The father of a seven-year-old girl who was crushed to death aboard a packed migrant boat as they tried to cross the Channel has recounted the horrible moment he realised he could not save his daughter.
Ahmed Alhashimi, 41, found himself trapped on an overloaded dinghy, battling for air, screaming and begging people to move, when the craft capsized near Calais on Tuesday morning.
He told the BBC today how he fought to keep hold of his daughter Sara’s hand amidst the growing panic but lost her to the stampede and could not prevent her from being trampled to death.
”That time was like death itself. We saw people dying. I saw how those men were behaving. They didn’t care whom they were stepping on – a child, or someone’s head, young or old,’ Ahmed said through tears.
‘I could not protect her. I will never forgive myself. But the sea was the only choice I had.’
Ahmed, an Iraqi who spent 14 years in Europe after fleeing his homeland, later revealed he had spent years applying for asylum in the EU, only to be rejected time and again.
He and his family were facing deportation back to Iraq, leaving them with only one option – to make a break across the Channel for British shores.
‘If people were in my place, what would they do? Those who (criticise me) haven’t suffered what I’ve suffered. This was my last option,’ he declared.
Sara (pictured) died while trying to cross the Channel to Britain last week
Sara (right) pictured with her father Ahmed
Five people, including young Sara, were trampled to death or suffocated beneath the heaving mass of bodies on the dinghy, which capsized just off the coast of Wimereux, near Boulogne-sur-Mer and Calais.
As the crowd of migrants pressed tightly together, Ahmed desperately tried to hold onto Sara, who had fallen beneath the feet of other passengers and was being trampled.
Sara tragically died alongside four other migrants trying to get to Britain last week.
She is survived by the rest of her family, who were also trapped, but still able to breathe.
While Ahmed is Iraqi, his daughter Sara was born in Belgium and had spent most her life in Sweden.
It is understood that Belgium reportedly denied Ahmed asylum because his hometown of Basra, in Iraq, was considered safe.
He told the BBC his children had spent the last seven years in Sweden but was recently informed they would be deported with him to Iraq.
Sara’s teacher, Eva Jonsson in Udevalla, Sweden, described the seven-year-old as ‘kind and nice’ in a video message to the BBC.
The family-of-five had already tried to cross the Channel three times, but had been stopped twice after police had caught them on the beach.
On that fateful day, Ahmed recalled how men were behaving, not caring who they stepped on or whether this was someone’s child.
He screamed for ‘Help!’, which was heard by the BBC who were on the beach when the inflatable boat capsized.
Sara (right) with her brother Hussam, (left) and sister, Rahaf (centre)
A family drawing depicting father Ahmed and mother Nour AlSaeed, Sara and her brother and sister Hussam and Rahaf
The boat carrying 112 migrants, instead of an advised 20, crashed into a sandbank off Wimereux, causing mass panic before it flipped over.

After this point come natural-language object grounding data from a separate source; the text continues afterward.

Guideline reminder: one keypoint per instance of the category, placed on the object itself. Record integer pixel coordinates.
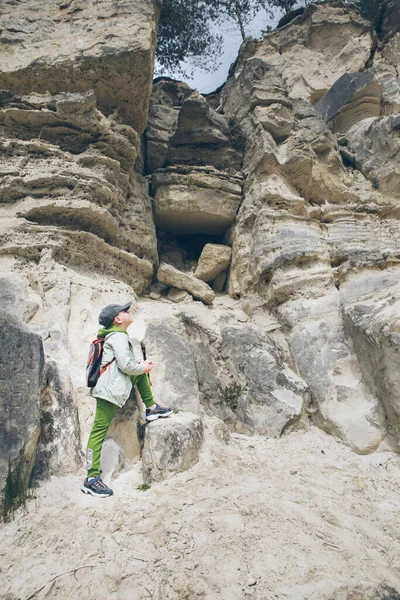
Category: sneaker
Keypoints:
(96, 487)
(158, 412)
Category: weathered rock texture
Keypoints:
(192, 200)
(308, 224)
(184, 281)
(292, 168)
(21, 377)
(76, 223)
(172, 446)
(76, 46)
(317, 47)
(214, 259)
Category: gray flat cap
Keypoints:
(108, 314)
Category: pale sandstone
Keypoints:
(176, 295)
(184, 281)
(214, 258)
(171, 446)
(329, 40)
(83, 46)
(201, 200)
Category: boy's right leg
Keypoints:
(103, 417)
(153, 410)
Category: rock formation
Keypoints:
(281, 189)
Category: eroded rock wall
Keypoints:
(319, 210)
(76, 223)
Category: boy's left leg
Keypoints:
(153, 410)
(93, 484)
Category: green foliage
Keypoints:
(231, 395)
(184, 34)
(373, 11)
(242, 12)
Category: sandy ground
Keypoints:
(296, 517)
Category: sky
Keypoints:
(208, 82)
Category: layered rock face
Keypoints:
(311, 232)
(76, 224)
(76, 46)
(281, 190)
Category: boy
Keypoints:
(119, 372)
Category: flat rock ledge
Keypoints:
(183, 281)
(190, 200)
(171, 446)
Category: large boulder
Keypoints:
(21, 377)
(202, 137)
(192, 200)
(171, 446)
(352, 98)
(265, 395)
(371, 301)
(173, 377)
(78, 46)
(214, 259)
(317, 47)
(376, 147)
(165, 103)
(185, 281)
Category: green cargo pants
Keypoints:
(104, 413)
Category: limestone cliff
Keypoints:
(274, 202)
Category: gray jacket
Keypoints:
(115, 383)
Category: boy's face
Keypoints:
(123, 319)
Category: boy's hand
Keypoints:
(148, 365)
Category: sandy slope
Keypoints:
(291, 518)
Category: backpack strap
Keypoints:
(106, 366)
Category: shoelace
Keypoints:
(99, 485)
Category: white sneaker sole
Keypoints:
(91, 493)
(155, 417)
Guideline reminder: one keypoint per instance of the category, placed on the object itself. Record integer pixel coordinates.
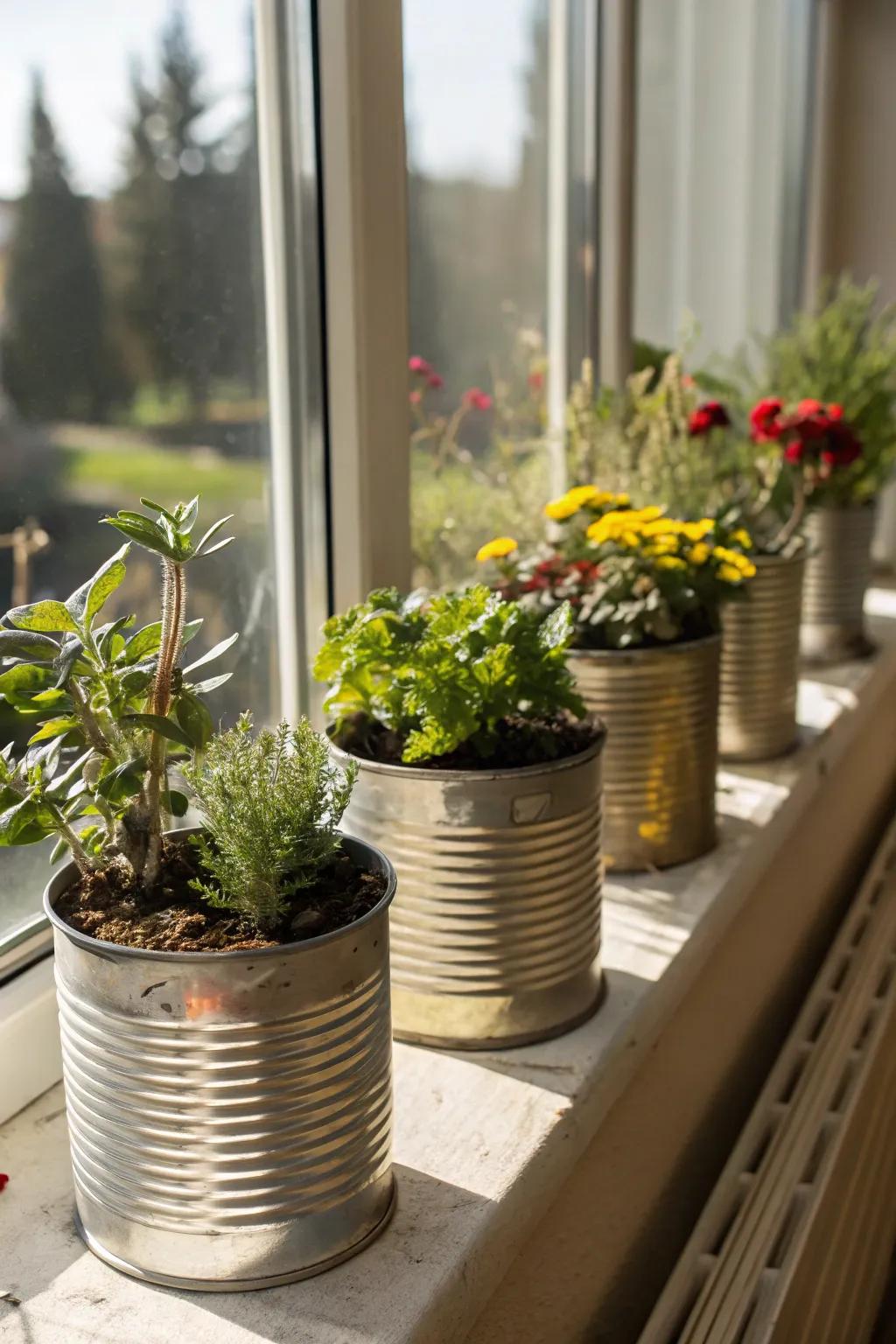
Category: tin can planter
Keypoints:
(230, 1115)
(662, 710)
(837, 574)
(496, 928)
(760, 663)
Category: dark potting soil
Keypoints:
(517, 742)
(172, 918)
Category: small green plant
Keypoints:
(270, 808)
(116, 695)
(444, 671)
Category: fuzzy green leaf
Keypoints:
(47, 616)
(87, 601)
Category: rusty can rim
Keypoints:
(115, 950)
(517, 772)
(679, 648)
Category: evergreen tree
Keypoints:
(185, 230)
(54, 351)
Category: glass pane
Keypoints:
(132, 333)
(477, 133)
(722, 145)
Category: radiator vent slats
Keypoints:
(794, 1242)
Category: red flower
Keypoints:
(765, 420)
(710, 416)
(841, 448)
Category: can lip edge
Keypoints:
(116, 950)
(677, 648)
(519, 772)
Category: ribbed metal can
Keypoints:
(496, 928)
(838, 571)
(230, 1115)
(662, 710)
(760, 662)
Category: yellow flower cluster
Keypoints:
(579, 498)
(673, 543)
(497, 549)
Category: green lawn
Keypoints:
(120, 478)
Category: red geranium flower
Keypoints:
(765, 420)
(841, 448)
(477, 399)
(710, 416)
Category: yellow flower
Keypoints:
(497, 549)
(575, 499)
(696, 531)
(735, 561)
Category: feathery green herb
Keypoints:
(446, 669)
(270, 808)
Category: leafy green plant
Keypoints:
(270, 807)
(118, 696)
(444, 671)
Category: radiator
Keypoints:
(795, 1241)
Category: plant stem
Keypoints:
(173, 597)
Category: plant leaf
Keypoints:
(213, 654)
(87, 601)
(54, 729)
(29, 644)
(46, 616)
(211, 533)
(156, 724)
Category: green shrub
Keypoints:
(444, 671)
(270, 807)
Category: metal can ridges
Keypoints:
(230, 1115)
(760, 663)
(838, 571)
(660, 706)
(496, 929)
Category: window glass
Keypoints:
(722, 143)
(132, 333)
(477, 136)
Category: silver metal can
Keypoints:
(838, 571)
(662, 710)
(230, 1113)
(760, 662)
(496, 929)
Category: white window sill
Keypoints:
(482, 1141)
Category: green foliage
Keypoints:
(57, 359)
(270, 805)
(115, 695)
(841, 353)
(448, 669)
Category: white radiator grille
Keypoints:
(794, 1243)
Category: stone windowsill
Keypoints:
(482, 1141)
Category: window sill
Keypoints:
(484, 1141)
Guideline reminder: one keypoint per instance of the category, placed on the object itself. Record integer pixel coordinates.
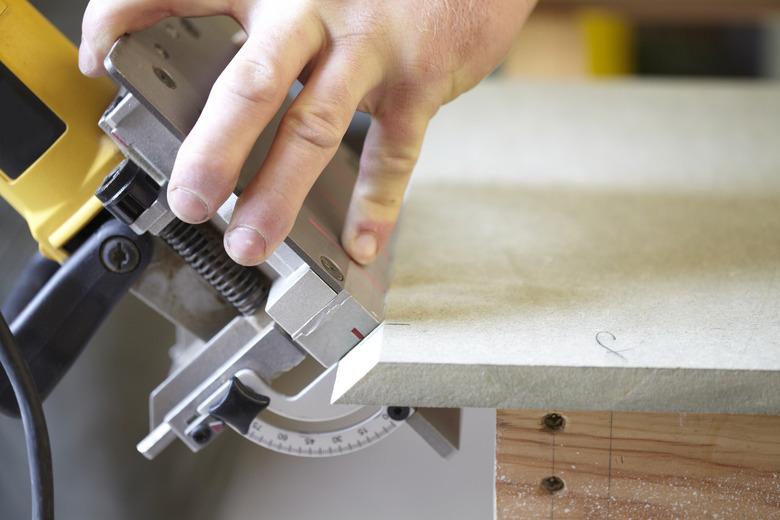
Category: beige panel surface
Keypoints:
(636, 269)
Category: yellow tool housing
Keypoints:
(55, 194)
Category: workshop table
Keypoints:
(601, 249)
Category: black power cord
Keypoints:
(35, 432)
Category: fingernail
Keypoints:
(86, 60)
(187, 205)
(364, 247)
(245, 245)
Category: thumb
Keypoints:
(390, 152)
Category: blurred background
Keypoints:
(99, 412)
(576, 39)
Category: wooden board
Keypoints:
(602, 247)
(638, 465)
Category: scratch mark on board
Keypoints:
(609, 349)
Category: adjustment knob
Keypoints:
(127, 192)
(239, 407)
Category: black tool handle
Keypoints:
(36, 273)
(59, 320)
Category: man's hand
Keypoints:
(398, 60)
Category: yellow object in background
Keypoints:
(53, 155)
(608, 41)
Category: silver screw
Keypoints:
(119, 255)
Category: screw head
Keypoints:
(119, 255)
(553, 484)
(331, 267)
(554, 421)
(398, 413)
(201, 434)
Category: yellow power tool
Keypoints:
(53, 156)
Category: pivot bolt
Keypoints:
(553, 484)
(398, 413)
(554, 421)
(201, 434)
(332, 269)
(119, 255)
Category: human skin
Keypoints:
(398, 60)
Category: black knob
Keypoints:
(239, 407)
(127, 192)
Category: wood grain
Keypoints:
(638, 465)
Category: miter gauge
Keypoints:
(258, 347)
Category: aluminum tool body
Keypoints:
(266, 369)
(257, 347)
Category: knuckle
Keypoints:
(392, 163)
(194, 167)
(254, 81)
(318, 126)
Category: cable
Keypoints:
(35, 432)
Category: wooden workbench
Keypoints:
(599, 249)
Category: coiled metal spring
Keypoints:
(201, 247)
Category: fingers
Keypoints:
(390, 152)
(242, 102)
(307, 139)
(106, 20)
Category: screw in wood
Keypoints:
(553, 484)
(554, 421)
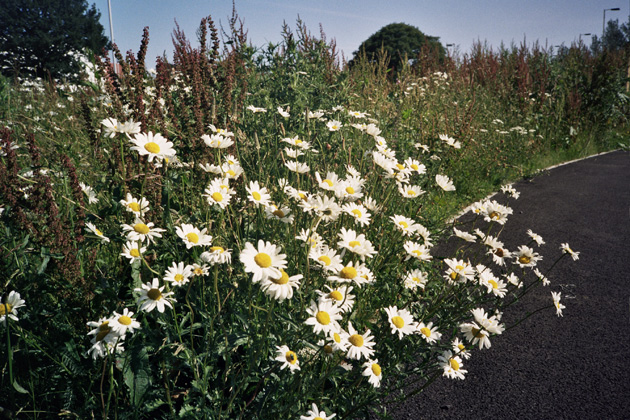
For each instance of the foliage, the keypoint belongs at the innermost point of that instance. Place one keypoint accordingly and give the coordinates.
(71, 190)
(399, 42)
(37, 35)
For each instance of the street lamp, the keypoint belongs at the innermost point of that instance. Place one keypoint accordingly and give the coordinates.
(616, 9)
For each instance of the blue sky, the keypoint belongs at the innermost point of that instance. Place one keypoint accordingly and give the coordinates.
(350, 22)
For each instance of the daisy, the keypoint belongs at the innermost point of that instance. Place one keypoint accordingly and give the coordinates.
(151, 296)
(373, 371)
(334, 125)
(288, 358)
(281, 288)
(9, 307)
(417, 251)
(315, 414)
(360, 345)
(556, 303)
(97, 232)
(452, 365)
(257, 194)
(326, 258)
(217, 141)
(495, 212)
(193, 236)
(567, 250)
(329, 183)
(526, 257)
(221, 131)
(400, 321)
(410, 191)
(264, 261)
(142, 232)
(415, 278)
(279, 213)
(468, 237)
(444, 182)
(137, 207)
(89, 192)
(428, 332)
(217, 255)
(324, 317)
(123, 323)
(297, 167)
(359, 274)
(283, 113)
(133, 251)
(537, 238)
(459, 348)
(152, 146)
(340, 296)
(178, 274)
(406, 225)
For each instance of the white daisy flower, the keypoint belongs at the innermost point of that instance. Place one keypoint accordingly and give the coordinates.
(151, 297)
(288, 358)
(263, 261)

The journey to the UK continued and reached British waters several hours later, where three suspected people traffickers were arrested.
A criminal enquiry is underway, but it is already clear that the boat was unseaworthy, not properly inflated and dangerously overcrowded.
Smugglers are suspected of charging up to £1000-a-head to board the inflatable dinghy, which got into difficulty early on Tuesday morning, flinging around 50 people into the bitterly cold water.
French police were faced with migrants holding sticks and throwing flares and firecrackers.
Once the migrants had got into the boat, the French police stopped trying to prevent them leaving, the BBC reported.